NED already is embroiled in a dispute over its alleged support for groups opposed to Venezuelan President Hugo Chavez, a fiery populist increasingly at odds with the United States. During the run-up to last year's presidential recall referendum in Venezuela, Chavez charged that NED-financed groups were conspiring with the Bush administration to defeat him.

Chavez survived the referendum vote easily to remain in office.

The debate over U.S. efforts in Cuba is intensifying in Washington and Havana as officials solicit proposals for up to $29 million in projects envisioned by the President's Commission for Assistance to a Free Cuba.

Since the passage in 1996 of the Helms-Burton act, the vast majority of funding to support political change in Cuba has been managed by the U.S. Agency for International Development, which has distributed more than $35 million in funds related to Cuba since 1996.

The USAID assistance has primarily gone to U.S.-based groups for projects ranging from producing and sending pro-democracy literature to Cuba to providing computers, fax machines and other equipment to Cuba's dissident journalists.

USAID officials say their policy prohibits the agency and its grant recipients from sending cash to individuals or groups on the island.

"This would play into the hands of the Castro regime saying these are paid agents," said Adolfo Franco, USAID's assistant administrator for Latin America and the Caribbean.

But the decision to prohibit cash payments to the Cuban opposition does not apply to the NED, which describes itself as a private, non-profit group but is funded largely by the U.S. Congress.
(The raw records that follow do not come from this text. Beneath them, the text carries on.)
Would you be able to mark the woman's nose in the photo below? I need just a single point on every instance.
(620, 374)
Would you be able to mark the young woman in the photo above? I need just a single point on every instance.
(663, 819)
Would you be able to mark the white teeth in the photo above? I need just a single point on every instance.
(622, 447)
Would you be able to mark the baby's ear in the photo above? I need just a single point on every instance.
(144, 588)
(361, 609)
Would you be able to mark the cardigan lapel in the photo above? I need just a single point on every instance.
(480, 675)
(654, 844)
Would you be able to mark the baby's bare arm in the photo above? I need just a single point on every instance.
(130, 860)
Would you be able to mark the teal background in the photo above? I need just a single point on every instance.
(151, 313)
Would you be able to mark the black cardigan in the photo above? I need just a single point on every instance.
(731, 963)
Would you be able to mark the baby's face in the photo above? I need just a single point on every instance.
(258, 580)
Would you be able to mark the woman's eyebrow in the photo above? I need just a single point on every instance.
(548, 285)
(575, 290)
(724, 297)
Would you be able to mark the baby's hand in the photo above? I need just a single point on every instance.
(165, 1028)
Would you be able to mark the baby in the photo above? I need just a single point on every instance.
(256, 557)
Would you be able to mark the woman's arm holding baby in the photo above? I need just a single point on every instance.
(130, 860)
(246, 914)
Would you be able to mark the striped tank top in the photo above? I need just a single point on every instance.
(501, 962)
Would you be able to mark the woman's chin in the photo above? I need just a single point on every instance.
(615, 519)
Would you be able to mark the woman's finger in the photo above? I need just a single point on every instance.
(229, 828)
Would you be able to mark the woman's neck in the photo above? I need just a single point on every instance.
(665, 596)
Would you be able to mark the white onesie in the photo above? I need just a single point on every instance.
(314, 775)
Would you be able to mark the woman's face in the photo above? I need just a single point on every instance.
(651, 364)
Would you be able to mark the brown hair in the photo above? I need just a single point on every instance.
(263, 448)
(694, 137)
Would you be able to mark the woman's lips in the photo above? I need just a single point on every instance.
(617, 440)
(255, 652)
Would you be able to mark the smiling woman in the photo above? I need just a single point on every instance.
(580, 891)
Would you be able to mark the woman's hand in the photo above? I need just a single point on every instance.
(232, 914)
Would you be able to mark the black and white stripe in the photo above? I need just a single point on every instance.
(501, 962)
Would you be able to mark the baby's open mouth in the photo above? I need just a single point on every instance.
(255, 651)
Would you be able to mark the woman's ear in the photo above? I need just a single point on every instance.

The NED was founded in 1983 to provide support for promoting democracy overseas.

Since 2000, the NED has allocated about $4.9 million to its Cuba program, financing about a dozen groups annually.

One recipient is the Madrid-based journal Encuentro de la Cultura Cubana, which publishes the work of Cuban writers on cultural and political issues.

Another major recipient is the Cuban Democratic Directorate, an anti-Castro group based in Hialeah, Fla., that charts dissident activities and human-rights violations on the island.

Budget to double

Sabatini said about 20 percent of the NED's assistance to Cuba reaches the island in cash, primarily to support the work, training and travel of activists. The NED's Cuba budget is scheduled to double in the next fiscal year to about $2 million.

Two of the primary Cuba-related groups handling the NED's cash payments are CubaNet, a Florida-based Web site that publishes the work of freelancers, and the Center for a Free Cuba, a Washington group led by anti-Castro activist Frank Calzon.

The two groups also receive USAID funding. Calzon's organization has taken in more than $5 million in recent years and CubaNet more than $1.3 million, according to USAID figures.

Rosa Berre, director of CubaNet, said the agency sends about $3,000 a month in NED funds to Cuba to pay freelance writers and activists for articles.

"It's valid to work for money. This is what people do," said Berre. Nine of her freelancers in Cuba were imprisoned in the 2003 crackdown, and two others revealed themselves as spies for Cuban intelligence in testimony against those arrested.

Several of the writers have since been released.

"As long as they are willing to take the risk, we are here to help them," she said.